Oh man. I don't have a great answer here because it is hard to measure success but here are two stories, both of which I have probably told in some form:

  1. As a journalist, my favorite bad pitch is Dentacoin, the cryptocurrency for dentists. What is bad about this is (1) cryptocurrency for dentists and (2) they have sent me daily emails about it for months. Each email is about a new dental practice adopting it or something (???), so I assume they are having some kind of success.
  2. As a banker, I kept a folder of Bad Pitchbook Pages. When I left, out of misplaced scrupulousness, I handed it off to someone else on my desk rather than sneaking it out with me.

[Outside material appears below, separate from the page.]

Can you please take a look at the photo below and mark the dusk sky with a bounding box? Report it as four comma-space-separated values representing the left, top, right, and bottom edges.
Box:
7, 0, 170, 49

One of my favorites was a page listing clients we had previously worked with on some sort of transaction. But the transaction was confidential - not like a bond offering but something that companies don't disclose (I forget what, maybe a tax thing or something). And so the list was an *accurate*, real list of like 60 companies names, *all of them blacked out*. Just 60 black bars on a page with like "Our Satisfied Clients" at the top.

matt_levine147 karma

I dunno that sounds like a fine question, though thinking about my time in banking I am not sure I could have answered it. Like in what I did - a capital-markets-and-derivatives desk in the investment banking group at a giant bank - a lot of my day-to-day work was pretty project-oriented. You'd be working to get a trade done, which meant opening proprietary pricing software to price the trade, and opening Excel to make some charts and financial analyses for the client to understand how the trade worked, and then opening Word to mark up an offering memo or an ISDA confirm, and then sending emails to lawyers to ask about those documents, and then making a new spreadsheet and sending it to credit to get credit approval, and then writing a committee memo in Word, and a lot of emails along the way.

And another big part of my work was writing and reviewing pitchbooks (in Word, oddly; GS does pitchbooks in Word and I have basically no idea how to use PowerPoint), and then getting on planes to visit companies and be like "the convert market is hot, you could do a bond at 1s up 30, let's do it," and having them nod politely, and then getting back on the plane.

matt_levine98 karma

  1. That is a hard question having to do with audience appeal and my own interests and skills evolving, but one part of the answer is that in the few years after the financial crisis there were a lot of really detailed disclosures--often from court documents--about derivatives deals gone wrong. Since the statute of limitations ran on a lot of this stuff, there are fewer of those things. It is hard to write in detail about derivatives structures when, as is often the case, the actual deal terms are not public.
  2. I dunno, do you have any ideas? I do think that what I do is fun for me and people seem to like it, and there are not super obvious things that I would be better at. One answer is I suppose "structure weird deals for hedge funds"; like, I admire the people who came up with the Codere/etc. trades and it might be fun to be one of them. (Lucrative too.)

matt_levine85 karma

Super boring: I have an RSS feed of many (mostly obvious) sources, I spend a lot of time on Twitter, I skim the web pages of major financial publications, and people email me stuff. Probably the majority of things I write about, especially at the top of the newsletter, are just things that have been in Bloomberg News or the WSJ or FT or Times or wherever. A significant minority are SEC enforcement actions, etc., which tend to come in through my RSS. The rest is sometimes from RSS but probably mostly from tips.

matt_levine73 karma

I made the leap by making the leap. I had no particular background or reason to think I'd be good at blogging about finance on the internet, but I didn't really want to be a banker anymore and I thought it'd be fun, so I did it. It was helpful that I had saved up, not only enough money to subsidize working at Dealbreaker for a while, but also a certain amount of, like, prestige. Like if I went and screwed around at Dealbreaker for six months and it was a disaster, I'd still have Harvard/Yale/Wachtell/Goldman on my resume and I could probably bounce back somehow.

I ... look there are moments when I wished I could afford more real estate, but I gotta tell you it almost never bugs me not to work in finance. So far the tradeoffs have been, not just worth it, but comically, obviously worth it.